Uranium mined from the earth contains less than 1 percent of U-235, the isotope that can be used to fuel reactors and make bombs. Centrifuges are needed to separate the U-235 from the rest of the uranium, in a process called enrichment. The other fuel that can be used to make a bomb, plutonium, is made by irradiating uranium in a nuclear reactor. The process transforms some of the uranium into plutonium.”
According to Iran, the accusations that its country has pursued a secret program to enrich uranium despite ratifing the Nuclear Nonproliferation Treaty in 1970 are false. President Hassan Rouhani has repeated in several occasions that their “great, self-sacrificing and unified nation” doesn´t need an atomic bomb. Reports by the International Atomic Energy Agency (IAEA) affirmed that Iran “has not been enriching uranium above a fissile concentration of 5 percent, far below the 90 percent level needed for atomic arms” and, that it “had not made any further advances to its activities at two enrichment facilities”. But heavy sanctions have been imposed on Theran that started in 1984 when the U.S. Department of State added Iran to the list of state sponsors of terrorism. If Cuba is removed from the list due to the current approach between Havana and Washington, only Iran, Sudan and Syria will remain.
According to Reuters news agency, imposed sanctions by the U.S. and the EU “have choked off nearly 1.5 million barrels per day (bpd) of Iranian exports since early 2012, reducing its oil exports by 60 percent to around 1 million barrels a day”. No wonder that Tehran is demanding a total and imminent lift of economic sanctions to sign the agreement by June 30 and opposes gradual sanctions relief as suggested by the U.S.
Taking a look at the following chart and the video it´s quite difficult to comprehend why the country in Western Africa is for some world leaders like Israel´s PM Netanyahu an even “bigger threat than the Islamic State”.
All international efforts that aim to guarantee world peace and destroy weapons should have our support, especially if we are talking about weapons of mass destruction like nuclear bombs.

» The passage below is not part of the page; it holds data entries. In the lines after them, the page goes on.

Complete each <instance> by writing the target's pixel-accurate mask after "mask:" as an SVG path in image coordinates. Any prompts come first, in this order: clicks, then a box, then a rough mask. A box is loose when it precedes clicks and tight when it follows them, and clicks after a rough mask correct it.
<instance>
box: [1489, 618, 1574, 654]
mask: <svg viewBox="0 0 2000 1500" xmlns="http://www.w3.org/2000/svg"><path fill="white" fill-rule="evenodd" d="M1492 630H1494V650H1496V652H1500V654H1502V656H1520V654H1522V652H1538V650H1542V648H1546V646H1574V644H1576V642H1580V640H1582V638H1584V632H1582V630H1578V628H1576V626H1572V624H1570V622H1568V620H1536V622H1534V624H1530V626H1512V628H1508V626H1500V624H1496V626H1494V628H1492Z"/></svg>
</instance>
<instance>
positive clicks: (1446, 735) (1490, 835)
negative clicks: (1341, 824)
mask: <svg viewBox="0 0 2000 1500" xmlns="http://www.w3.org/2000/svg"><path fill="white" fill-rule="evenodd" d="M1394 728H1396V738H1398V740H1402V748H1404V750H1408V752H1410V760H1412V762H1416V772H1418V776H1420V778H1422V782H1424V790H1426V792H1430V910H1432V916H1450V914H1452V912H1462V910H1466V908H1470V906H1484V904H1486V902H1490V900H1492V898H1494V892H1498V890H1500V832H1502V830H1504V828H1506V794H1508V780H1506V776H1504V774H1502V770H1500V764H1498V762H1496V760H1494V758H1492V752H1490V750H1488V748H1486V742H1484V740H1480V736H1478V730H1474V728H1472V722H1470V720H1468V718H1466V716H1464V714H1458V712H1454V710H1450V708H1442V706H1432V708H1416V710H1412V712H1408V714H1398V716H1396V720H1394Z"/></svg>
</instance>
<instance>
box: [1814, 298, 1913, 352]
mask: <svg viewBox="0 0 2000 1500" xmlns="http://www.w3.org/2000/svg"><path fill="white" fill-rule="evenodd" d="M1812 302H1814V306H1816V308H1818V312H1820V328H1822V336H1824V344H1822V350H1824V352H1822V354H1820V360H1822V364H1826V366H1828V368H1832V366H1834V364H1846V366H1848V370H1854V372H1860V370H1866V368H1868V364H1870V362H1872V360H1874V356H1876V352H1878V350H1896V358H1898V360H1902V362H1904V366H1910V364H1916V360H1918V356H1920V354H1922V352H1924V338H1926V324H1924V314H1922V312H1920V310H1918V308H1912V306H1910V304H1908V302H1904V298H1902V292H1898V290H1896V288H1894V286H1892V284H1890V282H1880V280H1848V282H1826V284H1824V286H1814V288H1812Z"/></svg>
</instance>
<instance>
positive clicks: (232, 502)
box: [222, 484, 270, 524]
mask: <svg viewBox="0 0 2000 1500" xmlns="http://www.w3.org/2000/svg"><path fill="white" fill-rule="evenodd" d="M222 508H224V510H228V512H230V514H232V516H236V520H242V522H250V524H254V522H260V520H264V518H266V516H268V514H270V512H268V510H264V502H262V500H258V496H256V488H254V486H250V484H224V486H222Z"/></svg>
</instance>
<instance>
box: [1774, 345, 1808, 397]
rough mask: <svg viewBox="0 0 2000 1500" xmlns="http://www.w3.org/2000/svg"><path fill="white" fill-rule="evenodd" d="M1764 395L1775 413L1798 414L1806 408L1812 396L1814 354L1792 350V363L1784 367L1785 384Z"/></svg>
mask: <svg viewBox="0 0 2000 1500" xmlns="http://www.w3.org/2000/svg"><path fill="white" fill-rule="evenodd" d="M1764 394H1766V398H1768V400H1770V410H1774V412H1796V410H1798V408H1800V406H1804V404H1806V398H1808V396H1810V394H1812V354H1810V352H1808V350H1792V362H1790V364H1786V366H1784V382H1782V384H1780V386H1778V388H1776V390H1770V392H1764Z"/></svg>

The eight days Lausanne “marathon” talks were a good step in the right direction and as well as the Minsk talks on the Ukraine war show us that diplomacy is always the best solution.
But the hypocrisy of the world powers is enormous. How can countries that are in possesion of nuclear and atomic bombs point at another country and impose sanctions for allegedly developing something they already have even used, like in Hiroshima and Nagasaki nuclear bombings in the Second World War?
It´s easier pointing at a common “enemy” and define it as a “world threat”.Talks will resume and hopefully an agreement will be reached. People all around the country celebrated on the streets after hearing that a framework agreement had been reached. The isolation from the international banking system has caused their currency to lose two-third of its value compared to the US dollar added to an inflation rise of 40% and a rise of fuel and basic foodstuff prices. They´re hoping a final agreement will help their economy to rise again and Lausanne gives them hope.